Angiogenesis is initiated by growth factors and depends on cell adhesion events to mediate the signaling events that lead to vascular cell proliferation, migration, and differentiation. Integrins and growth factor receptors have been co-localized on the cell surface and appear to cooperate in their capacity to activate the ras/mitogen-activated protein (MAP) kinase pathway (78,79). Although growth factors can initiate MAP kinase activity and vascular cell proliferation, it is not clear how these signals ultimately lead to vascular remodeling events, which involve endothelial cell invasion and lumen formation of angiogenic sprouts in vivo. We have recently identified two bFGF-induced ERK activation signals required for angiogenesis in vascular cells (67). One is immediate and not influenced by integrin antagonists, and a second sustained signal is αvβ3-dependent. Both the immediate and the sustained activated ERK was localized to vascular cells in the chick CAM model of angiogenesis. Using a synthetic inhibitor of the MAP kinase pathway, we demonstrated that active MAP kinase is required during angiogenesis in vivo. Previous studies have suggested that the duration of intracellular signaling events profoundly influences whether a cell undergoes proliferation and/or differentiation (reviewed in ref. 80). For example, exposure of PC12 cells to epidermal growth factor induces a rapid and transient MAP kinase activity leading to cell proliferation, while nerve growth factor induces cell differentiation due to a sustained MAP kinase activation (81).

It is possible that during angiogenesis, ligation of αvβ3 through appropriate matrix contacts provides the positional or molecular cues necessary for sustained ERK activity. This may allow prolonged cell survival and differentiation of only those cells that are in the appropriate matrix microenvironment. In fact, antagonists of αvβ3 caused apoptosis of proliferating vascular cells undergoing angiogenesis in the chick CAM, and this was associated with increased endothelial cell p53 activity.

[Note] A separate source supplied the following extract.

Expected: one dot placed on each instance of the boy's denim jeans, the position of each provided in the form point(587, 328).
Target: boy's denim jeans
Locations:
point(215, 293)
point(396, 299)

Interestingly, MAP kinase activity can regulate both p53 activity (82) and cell survival (76) in vitro. These observations indicate that sustained activation of ERK by αvβ3 ligation during angiogenesis may suppress p53 activity, thereby promoting vascular cell survival and the maturation of newly sprouting blood vessels (Fig. 3).

Two pathways of angiogenesis have recently been identified, based on their dependence on the related but distinct integrins αvβ3 and αvβ5 (62). In studies in both the rabbit corneal eye pocket and CAM angiogenesis assays, anti-αvβ3 monoclonal antibody antagonists blocked bFGF-induced angiogenesis, whereas anti-αvβ5 antagonists blocked VEGF-induced angiogenesis. Furthermore, inhibition of the PKC pathway blocked the VEGF-induced angiogenesis specifically but did not affect bFGF-induced angiogenesis. These distinctions between these individual pathways of angiogenesis suggest that further examination of the specific signaling requirements of specific growth factors during angiogenesis may lead to a better understanding of the growth factor requirements during tumor-induced angiogenesis.

Future Perspectives

The elucidation of the molecular basis of angiogenesis remains a challenge because of the complex ECM-vascular cell interactions that must be temporally and spatially coordinated. Further examination of the signaling events transduced by cell adhesion molecules to the smooth muscle and endothelial cells will probably reveal mechanisms by which cells process cytokine or growth factor stimuli to effect changes in intracellular phosphorylation cascades, gene expression levels, and ECM-associated enzymatic activities. The coordinated response to these inputs may direct the processes of vascular cell invasion, migration, proliferation, and differentiation during angiogenesis.

Clinical trials are now ongoing to examine the effects of a humanized form of the anti-αvβ3 antibody, LM609 (Vitaxin) (Table 1). This antibody is being administered to late-stage cancer patients in a dose-escalation study. A second trial is now underway using a small cyclic peptide antagonist of both αvβ3 and αvβ5. Initial clinical results show these antagonists are not only safe but may be providing clinical benefit in a number of patients.